Cara Hagan: Where Ritual and Civic Practice Meet

The Berger Institute teamed up with the Gould Center for Humanistic Rights to invite Cara Hagan to the Athenaeum on January 29th, 2024. 

Cara Hagan, Associate Professor and Program Director for the MFA in Contemporary Theatre Performance at The New School, describes herself as “a mover, maker, writer, curator, champion of just communities, and a dreamer.” She believes deeply in the transformative power of art, challenging traditional notions of time and physics in the pursuit of liberation. Hagan’s work spans various mediums, including live performances, on-screen films, art installations, poetry, books, and numerous other forms. She emphasizes that the end result is just as significant as the journey of creating the work itself. 

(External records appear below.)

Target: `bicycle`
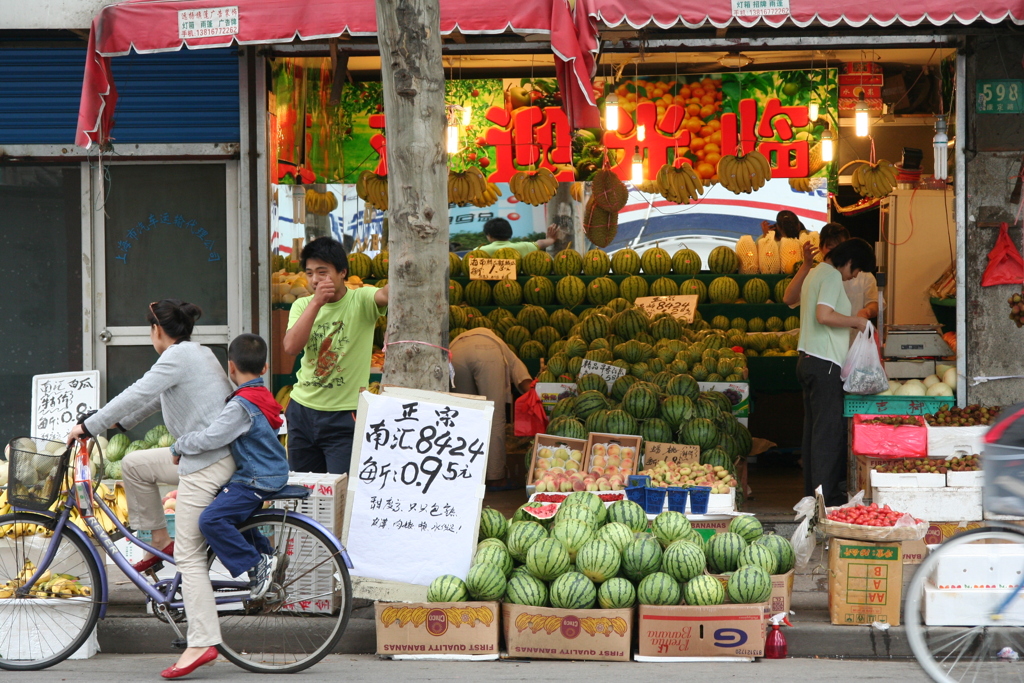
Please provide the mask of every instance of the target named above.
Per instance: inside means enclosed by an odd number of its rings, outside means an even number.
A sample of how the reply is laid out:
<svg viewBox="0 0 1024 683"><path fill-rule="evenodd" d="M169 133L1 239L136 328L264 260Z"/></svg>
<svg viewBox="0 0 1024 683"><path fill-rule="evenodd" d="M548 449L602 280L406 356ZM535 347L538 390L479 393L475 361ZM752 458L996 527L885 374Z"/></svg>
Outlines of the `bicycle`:
<svg viewBox="0 0 1024 683"><path fill-rule="evenodd" d="M1024 519L1024 448L986 444L984 504ZM904 617L932 680L1024 680L1022 579L1024 529L1010 523L986 523L928 553L907 587Z"/></svg>
<svg viewBox="0 0 1024 683"><path fill-rule="evenodd" d="M44 669L86 643L107 610L103 554L170 625L173 644L185 647L178 625L187 617L181 574L160 578L159 567L135 571L97 514L109 518L108 526L113 522L115 536L162 563L173 564L174 558L137 538L97 495L86 444L79 442L76 450L21 437L10 442L7 453L7 497L15 511L0 516L0 669ZM352 613L348 553L321 524L294 511L309 494L304 487L286 486L272 497L282 507L261 509L239 527L278 559L273 583L261 599L249 599L247 577L232 578L212 552L209 556L223 638L217 648L254 673L293 673L316 664L333 652ZM72 510L92 539L70 522Z"/></svg>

Cara started her presentation with a poem, “Welcome to you and your body,” setting the tone for an exploration of the relationships, interactions, and experiences of humans in various spaces. She accompanied the poem with an evocative short film “Cygnus,” portraying a solitary figure dancing gracefully in a shallow lake, symbolizing the beauty and movement of the human body. 

Following the poem, Cara prompted the audience to utilize their bodies together, starting with clapping, stomping, and humming, to create a symphony of sounds that echoed throughout the Athenaeum. Afterward, she invited the audience to collectively synchronize seven deep breaths, raising their arms over their heads when inhaling, and lowering them while exhaling in unison. These simple yet profound actions engaged the audience in a shared artistic expression, illustrating Cara’s concept of civic engagement through collaborative artmaking.

She illustrated the power of her approach with another example of her work: a recent art installation called the Altar for Black Lives, which emerged in her North Carolina community following the tragic murder of George Floyd and others due to racism. Through the act of memorializing the victims, the installation provided a platform for her community to collaborate, express, and envision a more peaceful and equitable future. 

Cara delivered a unique and interactive Athenaeum presentation never seen before. The Berger Institute and all members of the community who attended her presentation deeply appreciate Cara’s use of art and movement to engage others in reimagining the world we live in. 

Racism takes years off our lives, ritualism attempts to take some of that time back.